A general surgeon and anesthesiologist were accused of abandoning standards of care after a pregnant woman passed away from an attempted myomectomy performed in conjunction with a C-section. During the C-section, a large non-cancerous leiomyoma growth was noticed in her lower uterine segment, and her surgeon decided to immediately perform myomectomy fibroid treatment. In the aftermath of childbirth, however, the patient’s uterus had become atonic and could not contract properly, causing excessive hemorrhaging. She was taken out of the operating room, losing three liters of blood and showing critically high hematocrit levels. No complete blood count was taken, but doctors decided to treat her for Disseminated Intravascular Coagulation, believing that small clots in the patient’s bloodstream were facilitating excessive bleeding. When no source of bleeding could be identified, surgeons performed a supracervical hysterectomy, also removing her right ovary and Fallopian tube. The patient’s heart became tachycardic, beating excessively fast as an emergency ultrasound and aspiration revealed blood flowing into her abdominal wall. Her heart went into cardiac arrest, and she passed away despite the doctor’s chest compression attempts. The trial over her doctors’ course of action needed an expert in anesthesiology to comment on whether the anaesthesia had been a contributing factor to her hemorrhage.

Question(s) For Expert Witness

  • 1. Do you routinely administer anesthesia for patients undergoing repeat C-sections?
  • 2. Are you able to opine on the standard of care for blood draws and the surgeon leaving the operating room when a patient has lost three liters of blood?

Expert Witness Response E-009280

Fibroids are a known risk factor for uterine atony and doing a myomectomy at C-section can be extremely bloody.

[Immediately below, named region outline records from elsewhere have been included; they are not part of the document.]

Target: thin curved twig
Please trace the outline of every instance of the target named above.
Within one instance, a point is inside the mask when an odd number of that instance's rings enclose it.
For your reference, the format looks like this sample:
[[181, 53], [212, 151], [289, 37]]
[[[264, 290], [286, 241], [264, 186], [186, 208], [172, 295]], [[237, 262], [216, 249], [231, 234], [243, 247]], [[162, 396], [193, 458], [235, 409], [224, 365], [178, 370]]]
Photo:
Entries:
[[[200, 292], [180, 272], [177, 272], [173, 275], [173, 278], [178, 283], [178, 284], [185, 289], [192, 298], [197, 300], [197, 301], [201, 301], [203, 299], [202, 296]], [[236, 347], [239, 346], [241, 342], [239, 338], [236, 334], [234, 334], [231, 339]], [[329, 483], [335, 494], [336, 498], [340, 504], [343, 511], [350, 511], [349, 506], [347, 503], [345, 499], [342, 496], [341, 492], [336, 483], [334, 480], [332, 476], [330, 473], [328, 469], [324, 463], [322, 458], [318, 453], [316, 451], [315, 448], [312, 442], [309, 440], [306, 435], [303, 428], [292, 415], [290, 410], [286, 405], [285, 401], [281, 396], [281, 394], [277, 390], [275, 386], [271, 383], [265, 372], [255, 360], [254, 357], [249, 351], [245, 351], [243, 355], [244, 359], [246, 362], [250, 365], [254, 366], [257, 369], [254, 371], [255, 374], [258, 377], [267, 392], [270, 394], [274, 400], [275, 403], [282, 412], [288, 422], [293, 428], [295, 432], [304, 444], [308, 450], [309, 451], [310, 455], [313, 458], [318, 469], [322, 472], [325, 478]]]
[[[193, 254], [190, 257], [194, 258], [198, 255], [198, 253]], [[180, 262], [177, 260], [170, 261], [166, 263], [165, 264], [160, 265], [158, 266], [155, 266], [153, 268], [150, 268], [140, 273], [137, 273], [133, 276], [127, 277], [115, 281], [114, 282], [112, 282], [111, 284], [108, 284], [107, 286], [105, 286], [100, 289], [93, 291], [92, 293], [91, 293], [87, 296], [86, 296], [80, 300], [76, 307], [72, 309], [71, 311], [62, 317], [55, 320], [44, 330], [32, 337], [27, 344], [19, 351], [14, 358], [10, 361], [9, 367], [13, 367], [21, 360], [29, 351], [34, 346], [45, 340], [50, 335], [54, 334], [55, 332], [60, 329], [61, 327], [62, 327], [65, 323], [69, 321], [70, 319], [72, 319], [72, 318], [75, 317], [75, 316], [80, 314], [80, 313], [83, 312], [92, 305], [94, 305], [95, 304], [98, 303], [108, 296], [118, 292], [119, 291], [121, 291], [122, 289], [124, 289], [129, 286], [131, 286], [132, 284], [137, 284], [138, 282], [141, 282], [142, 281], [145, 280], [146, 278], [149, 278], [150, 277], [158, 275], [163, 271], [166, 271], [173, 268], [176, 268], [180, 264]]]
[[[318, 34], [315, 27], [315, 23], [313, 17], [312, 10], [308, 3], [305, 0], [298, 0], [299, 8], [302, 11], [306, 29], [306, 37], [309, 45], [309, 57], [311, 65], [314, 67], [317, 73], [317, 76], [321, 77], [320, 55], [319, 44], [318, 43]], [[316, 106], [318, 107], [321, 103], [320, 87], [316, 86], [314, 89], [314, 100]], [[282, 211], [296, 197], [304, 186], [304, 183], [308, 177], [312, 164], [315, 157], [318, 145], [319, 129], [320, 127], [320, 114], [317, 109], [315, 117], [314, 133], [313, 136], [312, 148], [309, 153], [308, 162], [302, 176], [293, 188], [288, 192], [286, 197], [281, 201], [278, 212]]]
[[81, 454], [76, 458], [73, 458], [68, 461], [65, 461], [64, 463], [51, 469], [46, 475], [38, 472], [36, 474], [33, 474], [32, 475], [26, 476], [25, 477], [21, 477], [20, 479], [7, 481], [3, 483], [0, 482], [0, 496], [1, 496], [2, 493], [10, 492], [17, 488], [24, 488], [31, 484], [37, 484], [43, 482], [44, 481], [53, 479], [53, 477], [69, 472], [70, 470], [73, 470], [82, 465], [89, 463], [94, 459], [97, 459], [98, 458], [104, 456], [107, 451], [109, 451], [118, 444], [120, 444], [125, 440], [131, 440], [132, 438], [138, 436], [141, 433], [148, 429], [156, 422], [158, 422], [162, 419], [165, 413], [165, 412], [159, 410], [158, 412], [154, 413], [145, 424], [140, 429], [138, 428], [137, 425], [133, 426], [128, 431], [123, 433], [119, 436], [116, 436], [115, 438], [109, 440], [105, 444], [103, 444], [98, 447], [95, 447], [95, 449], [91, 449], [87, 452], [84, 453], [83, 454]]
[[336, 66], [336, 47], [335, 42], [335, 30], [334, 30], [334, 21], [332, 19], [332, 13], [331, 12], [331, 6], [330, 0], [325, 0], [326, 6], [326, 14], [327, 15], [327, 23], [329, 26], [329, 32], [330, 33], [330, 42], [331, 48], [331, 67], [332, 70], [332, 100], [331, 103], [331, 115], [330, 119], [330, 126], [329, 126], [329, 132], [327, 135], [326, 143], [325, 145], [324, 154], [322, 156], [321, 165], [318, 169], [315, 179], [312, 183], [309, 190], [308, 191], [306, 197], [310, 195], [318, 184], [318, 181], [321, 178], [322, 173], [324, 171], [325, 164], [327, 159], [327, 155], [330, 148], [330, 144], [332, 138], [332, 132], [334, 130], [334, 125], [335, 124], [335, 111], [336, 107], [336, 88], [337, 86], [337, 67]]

It seems likely that there was an underestimation of the blood loss during the operation or she was bleeding severely in the Post-Anesthesia Care Unit. I am not sure there is a specific standard of care for blood draws since with hemorrhage and hemodynamic instability it is necessary to transfuse with or without lab values. I do give anesthesia routinely for elective and urgent C-sections; I have seen major hemorrhage, and have seen a patient die from it.